What followed was a tense hour or so of role-playing as they tied the partisan to a chair -- a bit of a running theme -- and interrogated him about his loyalties and his true plans. He was calm despite the discouraging nature of his situation and even attempted to turn the questioning back on to them: they justified their treatment of him by appealing to their suspicions that he was a double agent, but could their harsh treatment of a supposed ally not be seen as evidence that in fact they were the double agents?

This went down about as well as could be expected and when Ferrand made it clear that they would get no answers from him, McVeigh's frustrations got the better of him and he attempted to strangle the partisan.

The violent outburst was interrupted by the sound of movement upstairs and a muffled voice calling for Leon; the agents had searched the house as soon as they had entered and had found no other occupants so this latest development didn't so much as put them on edge as push them well over. Creeping upstairs they saw a bulky shape at a window, and they rushed to engage the figure; it turned out to be Ferrand's drunk uncle, who had climbed in the window after finding both the front and back doors locked and bolted by the player-characters.
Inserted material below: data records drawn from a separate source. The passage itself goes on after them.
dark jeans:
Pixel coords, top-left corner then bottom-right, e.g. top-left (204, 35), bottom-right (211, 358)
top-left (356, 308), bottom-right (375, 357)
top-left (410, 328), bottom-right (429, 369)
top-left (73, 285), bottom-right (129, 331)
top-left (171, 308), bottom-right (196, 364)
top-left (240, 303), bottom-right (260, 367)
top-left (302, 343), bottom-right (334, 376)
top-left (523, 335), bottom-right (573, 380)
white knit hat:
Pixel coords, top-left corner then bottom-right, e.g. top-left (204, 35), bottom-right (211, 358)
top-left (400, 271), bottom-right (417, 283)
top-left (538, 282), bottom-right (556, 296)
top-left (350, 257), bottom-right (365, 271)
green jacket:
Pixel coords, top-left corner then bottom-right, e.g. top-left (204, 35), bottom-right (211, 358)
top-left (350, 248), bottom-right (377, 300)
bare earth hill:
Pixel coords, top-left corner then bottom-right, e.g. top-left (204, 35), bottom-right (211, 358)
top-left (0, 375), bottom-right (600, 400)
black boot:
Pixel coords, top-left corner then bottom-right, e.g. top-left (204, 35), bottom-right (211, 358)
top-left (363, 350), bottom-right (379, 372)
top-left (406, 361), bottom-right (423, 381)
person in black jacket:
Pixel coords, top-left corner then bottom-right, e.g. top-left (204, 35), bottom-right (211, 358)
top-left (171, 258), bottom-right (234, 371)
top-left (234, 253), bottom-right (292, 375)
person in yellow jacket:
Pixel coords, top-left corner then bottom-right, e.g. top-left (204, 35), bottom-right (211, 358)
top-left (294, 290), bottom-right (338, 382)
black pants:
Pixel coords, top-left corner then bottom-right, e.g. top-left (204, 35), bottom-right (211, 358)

For the crime of interrupting their interrogation they beat the old man into unconsciousness and tied him to a bed.

Upon their return to the ground floor, a hoarse Ferrand relented somewhat and admitted that he did indeed have special training as a member of the French secret service but that he was out of the country during the invasion and so, lacking orders and with no desire to conduct a one-man infiltration of occupied Paris, he headed instead for Saint Cerneuf du Bois to stay with his uncle and perhaps help the local resistance forces. He also claimed that if there was a double agent in the partisan group then the SOE team should be looking toward Giscard Bressan, who -- in Leon's opinion -- lacked commitment to the cause and had a mysterious connection to Jacques Martin that neither man seemed keen to discuss.

The player-characters -- and indeed the players -- were torn. Ferrand's story was plausible but at the same time they were certain that he wasn't telling the whole truth. If they were to trust him and he turned out to be rotten then he could scupper their operation, but on the other hand, if he wasn't a double-agent then silencing him would not only rob the SOE and the partisans of a useful asset, but the real double-agent -- again, if there was one! -- would still be free to work against them.
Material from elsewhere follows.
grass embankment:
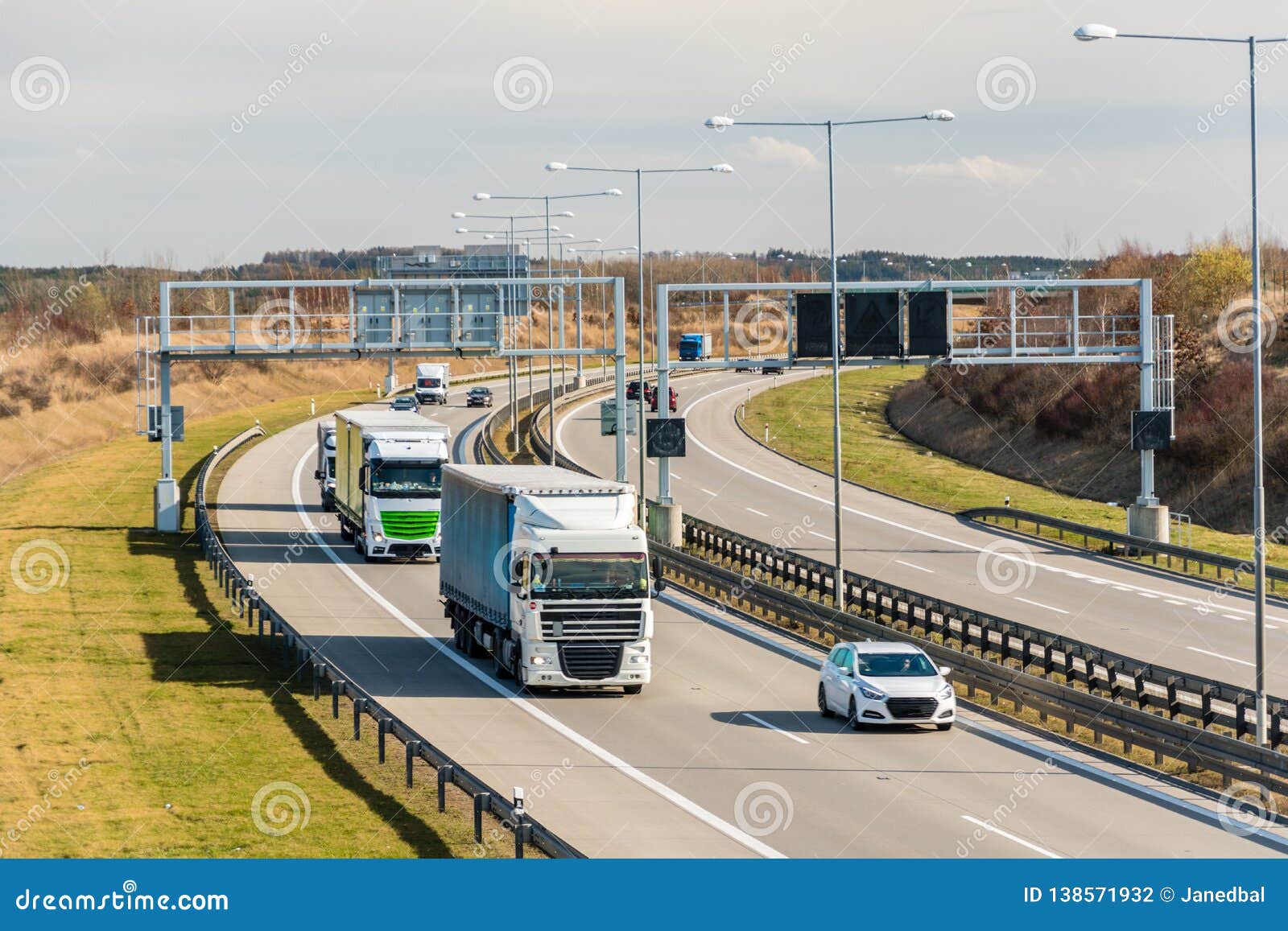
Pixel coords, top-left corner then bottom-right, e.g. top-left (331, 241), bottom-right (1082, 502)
top-left (745, 365), bottom-right (1288, 579)
top-left (0, 381), bottom-right (506, 856)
This was a great, tense sequence as the player-characters walked out of the room to confer before coming back in to ask Ferrand a few more questions, then walking out again, and so on. For much of this time I didn't have to do anything but sit back and listen as the players discussed and argued and made their cases to each other for either executing Ferrand or letting him go, and even though I wasn't involved in the debate it was thrilling to watch.

In the end, after much discussion, they decided that the risk was too great and as O'Brien looked away, McVeigh strangled Ferrand.

They untied the unconscious uncle and then took Ferrand's body away to be dumped in the river, just as they had with the young German soldier. Their emotions strained and their bodies exhausted, the agents returned to their lodgings to rest but McVeigh found that his sleep was kept at bay by vivid dreams of trees, savage people clad in furs, and a stone knife being plunged into his chest as the people danced and sang and an icy wind howled.